Project Results: CTC Training
The CTC training was held February 11-12. A letter was written to the headteacher informing him that the CTC training would be held at the school according to the agreement made between the school and WEWASAFO. The letter was also requested that the headteacher arrange for the training venue within the school compound as well as mobilize its participants. The participants were drawn from both pupils and teachers already in charge of sanitation. For management purposes, two pupils each were drawn from classes five, six, and seven.
All those invited ended up attending training, including others who were not invited. All who attended were equipped with skills and knowledge relevant to health and hygiene. The training was considered very successful since all that was planned for was achieved, and by the end, all participants were happy and stated that they had learned a lot. Teacher Miheso said, "I have learnt a lot from this training. This information I have right now, I would not have gotten anywhere else. As a teacher in charge of sanitation in the school, hygiene and sanitation situation will never remain the same. We are going to encourage the use of locally available materials so that we can improve health in the school. Thank you so much for the great work you are doing. God bless you."

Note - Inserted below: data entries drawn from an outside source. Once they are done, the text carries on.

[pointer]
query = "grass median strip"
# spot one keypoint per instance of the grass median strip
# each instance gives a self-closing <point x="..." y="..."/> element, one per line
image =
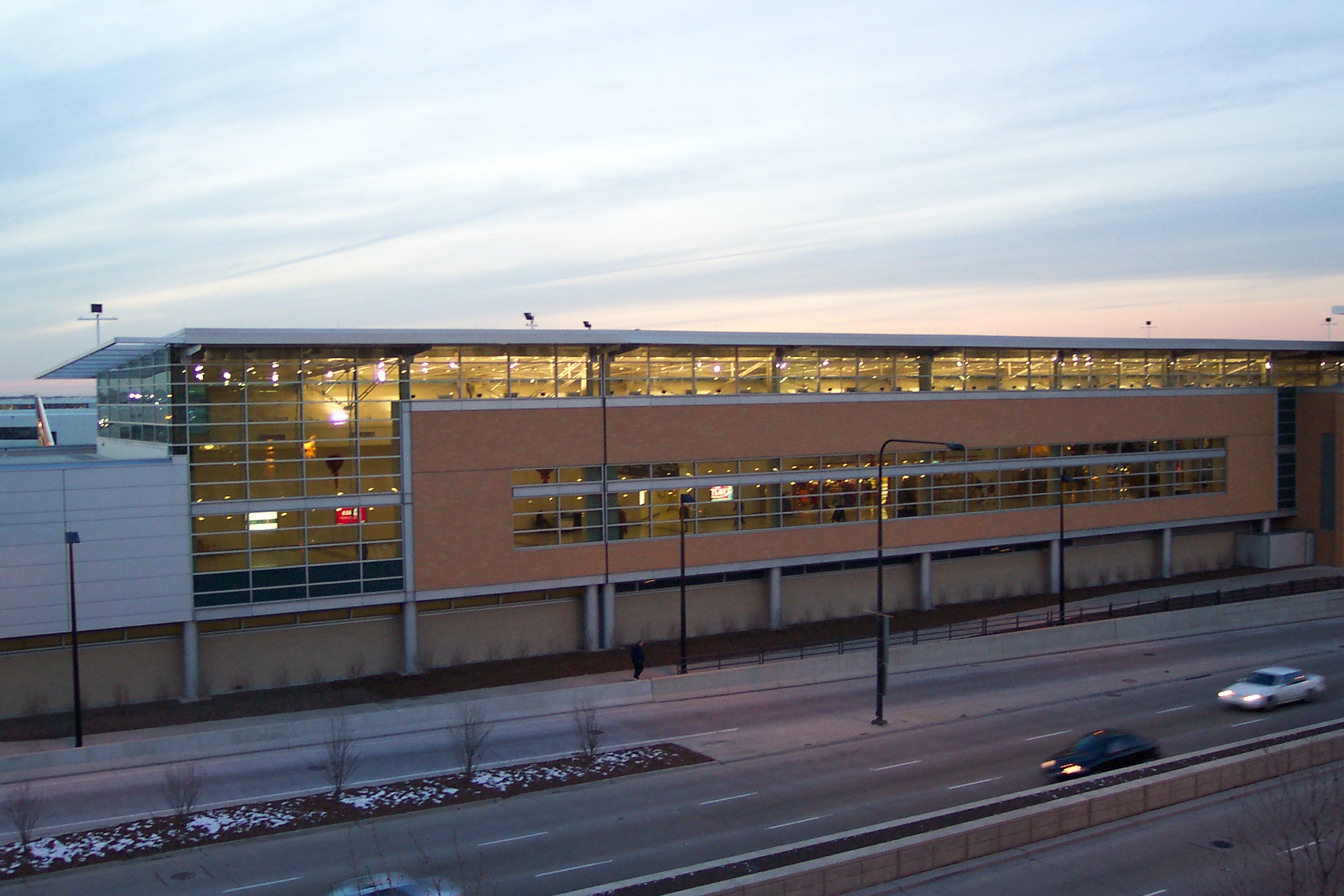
<point x="149" y="836"/>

Project Results: Rainwater Catchment Tank and VIP Latrines
New VIP latrines have been installed and are now in use. Their installation was delayed by a week because the artisan lost his uncle and had to return home. These latrines have already helped reduce the long queues previously witnessed during break.
Two new hand-washing stations were installed, and both students and staff were trained on how to use and maintain these.
Construction for the 30,000-liter tank began on January 14. The work team began by clearing the site of any brush or debris. Once clear, they could set and cast the foundation slab. Construction of the superstructure could follow, and was finished by covering it with a roof. Manholes, pipe inlets, discharge pipes, vents, and screens were then fitted. Lastly, proper drainage was ensured.
Access to safe water from the tank will reduce outbreaks of waterborne disease. The tank will also save students time that was previously used for fetching water; the saved time can now be invested in academics. Johnson Razinga, one of the trained CTC club members, was very happy with the completed project. "I am very happy and satisfied with this project in our school. The teachers will no longer have to send me during break time to go to the stream to fetch water. At least I will get enough time to play and also study. Carrying a big jerrycan full of water on my head and walking for long distance is no more. All thanks to The Water Project. God bless them."